I am not saying this is a great solution, just that it is one solution. And that is to use Chroma Key instead of stacking focus (with resulting artifacts) or using a one-shot photo at a narrow aperture, which means little to no bokeh.
I am looking for a sharp foreground image against a soft bokeh background… usually.
Chroma key requires two layers of image, a background layer that can be as bokeh as all get out, and a foreground layer than can be a sharp close-up at higher aperture or even a carefully-stacked shot. The two are merged together in Photoshop and become one.
For this to work, the foreground shot (in this case the flower) has to be shot against a solid background, using a green or a blue background.

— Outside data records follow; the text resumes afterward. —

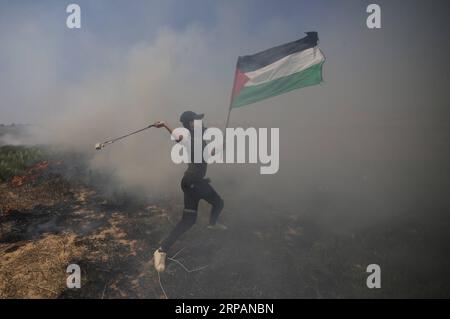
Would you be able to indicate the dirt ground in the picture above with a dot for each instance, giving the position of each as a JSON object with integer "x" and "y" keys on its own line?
{"x": 53, "y": 221}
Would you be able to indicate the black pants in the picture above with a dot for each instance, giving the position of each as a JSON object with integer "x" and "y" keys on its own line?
{"x": 194, "y": 191}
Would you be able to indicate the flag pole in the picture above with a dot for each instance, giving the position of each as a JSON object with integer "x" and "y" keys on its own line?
{"x": 229, "y": 112}
{"x": 231, "y": 100}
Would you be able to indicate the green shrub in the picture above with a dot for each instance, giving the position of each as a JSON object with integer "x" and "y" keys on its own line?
{"x": 15, "y": 159}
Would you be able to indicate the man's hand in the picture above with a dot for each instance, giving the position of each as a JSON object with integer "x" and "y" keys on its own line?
{"x": 160, "y": 124}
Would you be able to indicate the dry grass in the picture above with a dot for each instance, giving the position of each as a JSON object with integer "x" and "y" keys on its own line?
{"x": 37, "y": 269}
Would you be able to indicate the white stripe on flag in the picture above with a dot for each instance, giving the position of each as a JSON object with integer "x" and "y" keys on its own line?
{"x": 288, "y": 65}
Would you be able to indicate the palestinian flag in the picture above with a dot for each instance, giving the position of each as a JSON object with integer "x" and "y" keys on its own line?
{"x": 277, "y": 70}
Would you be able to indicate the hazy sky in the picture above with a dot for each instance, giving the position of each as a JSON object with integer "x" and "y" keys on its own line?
{"x": 39, "y": 55}
{"x": 378, "y": 125}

For nature, the choice would be “blue” because green occurs more frequently in nature than does blue. We want a color that is not in the foreground image. In this case, I used a black background, just a piece of black velvet. My thanks to an anonymous Nikon-Gear member for his suggestions.
An important point is that it is best to shoot the foreground image on the same background it naturally is, but just to make the foreground image very much in focus and the background image blurred out to bokeh. That way they complement one another. That is what I have done here. Actually I took a background shot and blurred it in Photoshop to accent the effect.

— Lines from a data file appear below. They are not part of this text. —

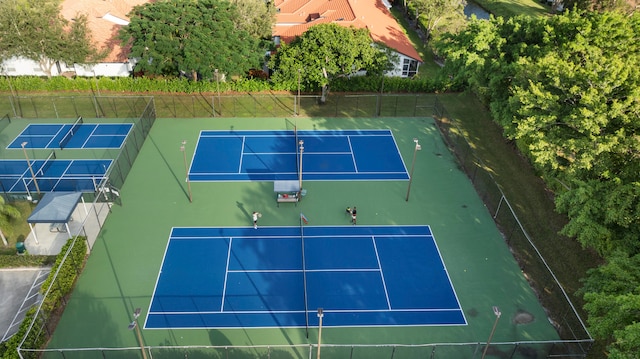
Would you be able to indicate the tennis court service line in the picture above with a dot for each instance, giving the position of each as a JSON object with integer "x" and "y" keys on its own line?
{"x": 226, "y": 274}
{"x": 384, "y": 284}
{"x": 241, "y": 154}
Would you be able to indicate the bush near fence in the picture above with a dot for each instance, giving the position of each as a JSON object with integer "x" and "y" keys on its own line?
{"x": 576, "y": 340}
{"x": 158, "y": 85}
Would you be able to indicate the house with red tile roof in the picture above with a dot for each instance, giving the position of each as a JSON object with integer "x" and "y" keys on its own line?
{"x": 104, "y": 19}
{"x": 296, "y": 16}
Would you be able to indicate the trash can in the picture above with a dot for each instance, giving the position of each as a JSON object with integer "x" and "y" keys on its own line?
{"x": 20, "y": 247}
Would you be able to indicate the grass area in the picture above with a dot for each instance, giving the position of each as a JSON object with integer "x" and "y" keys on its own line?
{"x": 511, "y": 8}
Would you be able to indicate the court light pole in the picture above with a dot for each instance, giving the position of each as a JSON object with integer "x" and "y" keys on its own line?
{"x": 218, "y": 90}
{"x": 298, "y": 99}
{"x": 413, "y": 164}
{"x": 33, "y": 175}
{"x": 497, "y": 312}
{"x": 320, "y": 316}
{"x": 301, "y": 143}
{"x": 186, "y": 168}
{"x": 134, "y": 325}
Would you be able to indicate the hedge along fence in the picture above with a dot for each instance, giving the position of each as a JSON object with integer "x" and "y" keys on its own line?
{"x": 375, "y": 84}
{"x": 59, "y": 284}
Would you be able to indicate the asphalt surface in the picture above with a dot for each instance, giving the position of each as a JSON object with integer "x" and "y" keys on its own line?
{"x": 18, "y": 292}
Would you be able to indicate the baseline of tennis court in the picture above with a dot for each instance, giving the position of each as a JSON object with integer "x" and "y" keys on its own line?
{"x": 232, "y": 277}
{"x": 52, "y": 175}
{"x": 278, "y": 155}
{"x": 95, "y": 136}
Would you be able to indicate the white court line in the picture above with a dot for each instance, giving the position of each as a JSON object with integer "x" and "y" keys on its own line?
{"x": 244, "y": 138}
{"x": 353, "y": 158}
{"x": 384, "y": 283}
{"x": 155, "y": 287}
{"x": 88, "y": 137}
{"x": 226, "y": 275}
{"x": 54, "y": 136}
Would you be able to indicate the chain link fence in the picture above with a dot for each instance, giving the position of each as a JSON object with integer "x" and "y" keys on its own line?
{"x": 575, "y": 339}
{"x": 203, "y": 106}
{"x": 564, "y": 315}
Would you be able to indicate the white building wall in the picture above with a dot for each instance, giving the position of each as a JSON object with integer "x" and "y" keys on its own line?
{"x": 18, "y": 66}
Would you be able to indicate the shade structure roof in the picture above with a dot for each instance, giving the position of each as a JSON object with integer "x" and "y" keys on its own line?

Next, in Photoshop, place the background image on a layer below the foreground image. Then using the Magic Wand, select the background color we want to remove (blue, green, black, etc.) and select that color and delete it. The result is that the background image shows through in a nice bokeh. You may have to remove the background color in several steps looking carefully in the foreground image for places where it occurs.
I am not saying this is a great alternative or whether I will use it for my work, but it is a fair way to avoid the retouching artifacts that a normal focus-stack is heir to. Here is my first attempt, which looks sort-of OK. I would have to work on the upper stem and leaves of the flower more to make it really blend in, but here it is for a quick look, a proof of concept. I imagine, like anything else, I could get good at it over time.
I just put this out there as another alternative to the eternal problem of foreground and background struggles.